Tens of thousands of visas were revoked last week by President Donald Trump’s executive order than bans the citizens of seven Muslim-majority nations from entering the U.S.
The revelation illustrates the scale of the disruption caused by Trump’s decree, which he signed an executive order on Jan. 27 . The initial disclosure came in a federal court hearing in Virginia in a case challenging the revocation of the visas of a pair of Yemeni brothers who arrived at Washington’s Dulles airport on Jan. 28. The Justice Department initially said 100,000 visas had been revoked, but the State Department later claimed it was closer to 60,000.

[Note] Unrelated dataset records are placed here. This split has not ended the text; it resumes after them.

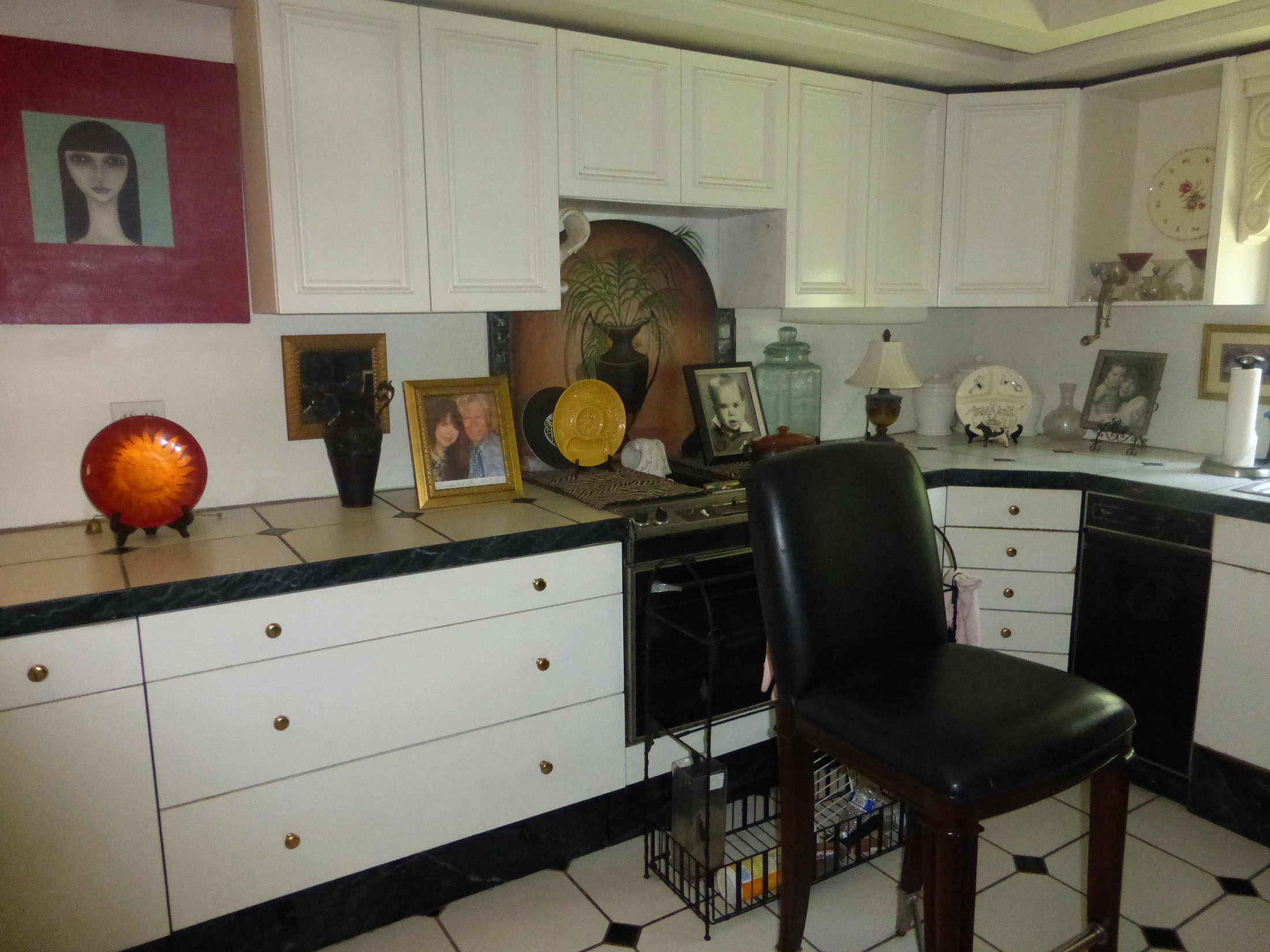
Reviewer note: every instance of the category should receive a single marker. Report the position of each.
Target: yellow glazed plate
(589, 423)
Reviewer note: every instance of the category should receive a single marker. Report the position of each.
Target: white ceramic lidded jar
(936, 407)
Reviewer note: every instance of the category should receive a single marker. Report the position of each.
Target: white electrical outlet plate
(137, 408)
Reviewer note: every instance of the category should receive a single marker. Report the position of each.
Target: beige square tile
(1157, 890)
(54, 542)
(614, 879)
(320, 512)
(414, 935)
(491, 519)
(1169, 826)
(60, 578)
(350, 538)
(200, 560)
(539, 913)
(1037, 829)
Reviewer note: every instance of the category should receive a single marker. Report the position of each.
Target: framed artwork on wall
(121, 196)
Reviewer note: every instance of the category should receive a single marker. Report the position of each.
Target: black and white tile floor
(1189, 885)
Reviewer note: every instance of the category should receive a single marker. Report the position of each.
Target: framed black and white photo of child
(726, 408)
(1123, 391)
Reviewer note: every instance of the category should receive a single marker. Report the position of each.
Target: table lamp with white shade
(886, 369)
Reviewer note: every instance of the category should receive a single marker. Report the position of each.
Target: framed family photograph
(1123, 391)
(1223, 343)
(315, 367)
(726, 408)
(462, 441)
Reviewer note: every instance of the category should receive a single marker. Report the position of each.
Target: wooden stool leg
(798, 834)
(1109, 807)
(950, 889)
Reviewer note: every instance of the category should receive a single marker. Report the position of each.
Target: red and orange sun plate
(145, 468)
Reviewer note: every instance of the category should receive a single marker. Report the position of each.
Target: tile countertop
(60, 576)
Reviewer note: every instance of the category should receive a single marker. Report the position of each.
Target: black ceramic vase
(625, 369)
(353, 441)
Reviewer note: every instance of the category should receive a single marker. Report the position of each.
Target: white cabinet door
(1008, 198)
(828, 191)
(490, 111)
(906, 175)
(619, 115)
(1234, 706)
(80, 864)
(333, 155)
(734, 131)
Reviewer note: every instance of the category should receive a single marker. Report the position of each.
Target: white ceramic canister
(936, 407)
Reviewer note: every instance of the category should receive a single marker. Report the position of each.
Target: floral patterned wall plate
(996, 396)
(145, 468)
(1182, 194)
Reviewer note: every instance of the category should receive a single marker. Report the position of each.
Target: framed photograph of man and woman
(462, 441)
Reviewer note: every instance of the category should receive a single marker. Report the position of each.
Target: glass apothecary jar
(789, 385)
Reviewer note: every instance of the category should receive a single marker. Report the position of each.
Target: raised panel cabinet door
(80, 862)
(906, 191)
(735, 115)
(333, 155)
(828, 191)
(1008, 198)
(619, 116)
(490, 117)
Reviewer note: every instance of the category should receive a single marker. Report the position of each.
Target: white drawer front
(1029, 631)
(1019, 550)
(229, 852)
(70, 662)
(216, 636)
(1030, 592)
(992, 507)
(216, 732)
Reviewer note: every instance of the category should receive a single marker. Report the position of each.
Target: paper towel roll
(1240, 443)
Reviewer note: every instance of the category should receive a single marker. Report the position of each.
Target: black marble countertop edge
(150, 599)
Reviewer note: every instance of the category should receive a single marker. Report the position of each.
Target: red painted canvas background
(202, 278)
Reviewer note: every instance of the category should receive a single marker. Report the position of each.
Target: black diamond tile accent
(623, 935)
(1032, 864)
(1163, 938)
(1237, 887)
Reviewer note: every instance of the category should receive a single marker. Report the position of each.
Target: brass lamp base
(883, 410)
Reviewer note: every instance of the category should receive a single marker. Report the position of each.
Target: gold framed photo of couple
(726, 409)
(462, 441)
(1223, 343)
(1123, 391)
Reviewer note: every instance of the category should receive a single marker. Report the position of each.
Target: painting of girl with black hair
(100, 192)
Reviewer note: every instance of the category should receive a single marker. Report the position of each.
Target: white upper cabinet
(906, 175)
(333, 155)
(828, 191)
(619, 115)
(734, 132)
(490, 116)
(1008, 198)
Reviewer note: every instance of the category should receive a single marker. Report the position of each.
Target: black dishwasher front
(1141, 604)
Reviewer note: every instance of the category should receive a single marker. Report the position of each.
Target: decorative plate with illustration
(995, 396)
(1182, 194)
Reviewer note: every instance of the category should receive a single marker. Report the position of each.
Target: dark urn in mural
(353, 441)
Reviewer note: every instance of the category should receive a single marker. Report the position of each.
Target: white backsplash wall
(935, 346)
(220, 381)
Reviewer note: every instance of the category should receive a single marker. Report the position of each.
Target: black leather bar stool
(850, 579)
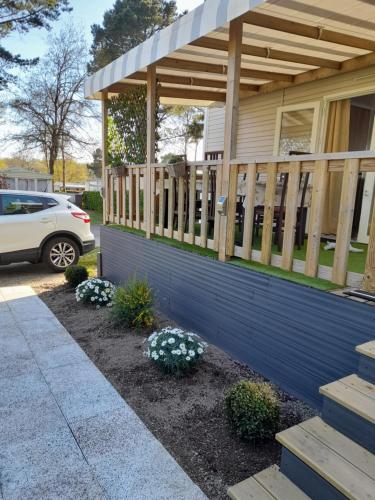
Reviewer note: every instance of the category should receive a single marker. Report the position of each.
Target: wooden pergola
(226, 50)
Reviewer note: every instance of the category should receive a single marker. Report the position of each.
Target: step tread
(328, 463)
(367, 349)
(354, 394)
(249, 489)
(354, 453)
(269, 484)
(278, 485)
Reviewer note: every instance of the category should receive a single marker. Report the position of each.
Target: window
(296, 129)
(13, 204)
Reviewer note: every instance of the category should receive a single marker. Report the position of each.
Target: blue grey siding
(298, 337)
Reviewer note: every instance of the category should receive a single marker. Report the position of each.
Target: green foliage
(96, 291)
(91, 200)
(253, 410)
(174, 350)
(127, 24)
(21, 16)
(74, 275)
(132, 304)
(127, 140)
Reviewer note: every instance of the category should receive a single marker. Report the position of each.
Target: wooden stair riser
(311, 483)
(349, 423)
(366, 368)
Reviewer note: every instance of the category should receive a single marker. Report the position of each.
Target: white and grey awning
(285, 43)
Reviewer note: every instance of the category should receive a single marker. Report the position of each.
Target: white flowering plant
(96, 291)
(174, 350)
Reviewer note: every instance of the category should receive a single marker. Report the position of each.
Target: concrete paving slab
(62, 355)
(26, 420)
(22, 388)
(68, 483)
(65, 431)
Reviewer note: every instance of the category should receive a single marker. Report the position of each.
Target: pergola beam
(192, 81)
(308, 31)
(268, 53)
(201, 95)
(221, 69)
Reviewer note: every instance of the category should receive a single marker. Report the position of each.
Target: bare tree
(49, 108)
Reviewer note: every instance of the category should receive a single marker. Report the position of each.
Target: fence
(272, 205)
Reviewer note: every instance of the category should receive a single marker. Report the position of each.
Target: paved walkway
(65, 432)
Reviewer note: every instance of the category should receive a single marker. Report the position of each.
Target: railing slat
(161, 202)
(219, 173)
(294, 178)
(123, 189)
(171, 203)
(320, 185)
(369, 279)
(151, 172)
(345, 222)
(131, 198)
(204, 212)
(181, 209)
(192, 202)
(137, 199)
(247, 242)
(269, 208)
(118, 200)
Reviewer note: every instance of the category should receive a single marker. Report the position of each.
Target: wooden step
(353, 393)
(269, 484)
(335, 458)
(367, 349)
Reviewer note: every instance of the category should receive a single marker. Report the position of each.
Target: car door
(25, 220)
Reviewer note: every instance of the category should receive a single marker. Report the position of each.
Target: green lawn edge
(298, 278)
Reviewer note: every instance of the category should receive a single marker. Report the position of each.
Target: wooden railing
(274, 198)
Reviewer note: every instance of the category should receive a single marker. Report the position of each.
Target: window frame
(316, 106)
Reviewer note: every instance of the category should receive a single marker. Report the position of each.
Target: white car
(46, 227)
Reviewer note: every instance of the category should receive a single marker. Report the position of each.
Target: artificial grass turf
(89, 261)
(294, 277)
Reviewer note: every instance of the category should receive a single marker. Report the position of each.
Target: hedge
(92, 200)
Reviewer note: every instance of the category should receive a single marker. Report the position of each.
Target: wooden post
(105, 106)
(151, 138)
(180, 209)
(161, 202)
(320, 185)
(227, 222)
(192, 203)
(345, 222)
(251, 178)
(269, 209)
(294, 179)
(369, 278)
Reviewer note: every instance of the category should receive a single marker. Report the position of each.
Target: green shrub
(174, 350)
(132, 304)
(74, 275)
(91, 200)
(253, 410)
(97, 291)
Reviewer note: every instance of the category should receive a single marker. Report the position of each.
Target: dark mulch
(187, 415)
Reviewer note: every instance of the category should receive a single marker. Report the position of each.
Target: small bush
(97, 291)
(174, 350)
(74, 275)
(132, 305)
(253, 410)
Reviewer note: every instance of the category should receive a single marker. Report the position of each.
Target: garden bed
(187, 414)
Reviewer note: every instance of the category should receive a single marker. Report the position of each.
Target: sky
(84, 14)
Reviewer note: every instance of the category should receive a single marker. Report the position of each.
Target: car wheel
(60, 253)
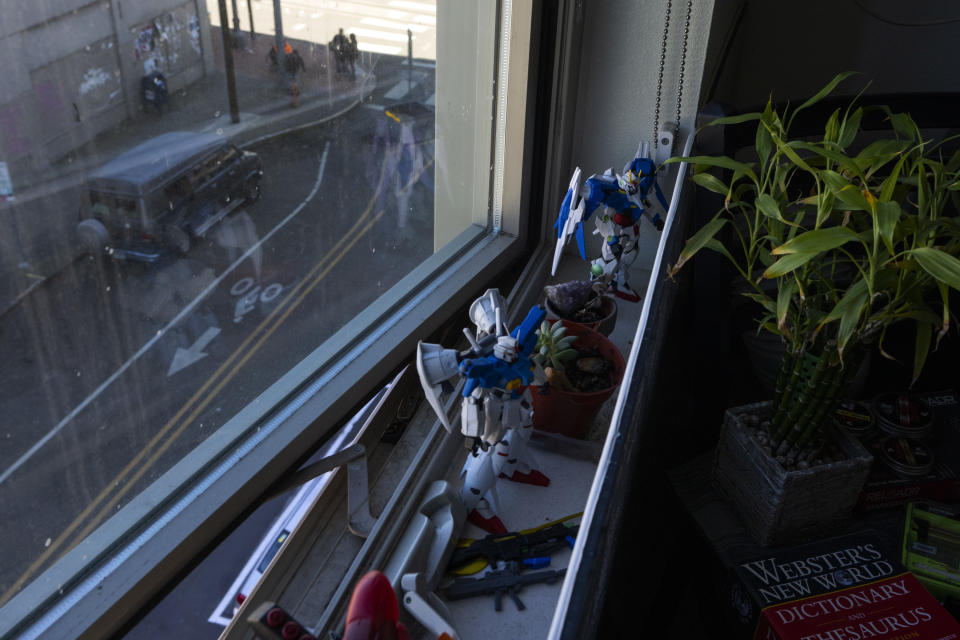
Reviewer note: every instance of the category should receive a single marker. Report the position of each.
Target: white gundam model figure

The admission capped a week of legal and political turmoil triggered by the imposition of a ban that could reshape the network of allegiances and historic grudges that govern the modern Middle East. Nation states there divided roughly into two camps: those affected by the ban, and those exempt. Among the first camp, outrage ensued. Iran banned U.S. citizens from entering. The Iraqi parliament called for the same. An official from Libya’s U.S.-backed government accused America of “racial discrimination.” But elsewhere there was a tactical silence. With their citizens unaffected by the ban, the governments of some U.S.-allied states, including Saudi Arabia and Egypt, declined to comment. The United Arab Emirates defended the ban.
Throughout the region, Trump’s executive order seemed to foreshadow a coming season of turbulence in relations with the United States. During his campaign, Trump called for a “total and complete shutdown” on all Muslims entering the United States. Here, in the first week of Trump’s administration, was a policy that followed through on his campaign rhetoric, apparently with little regard for the geopolitical fallout.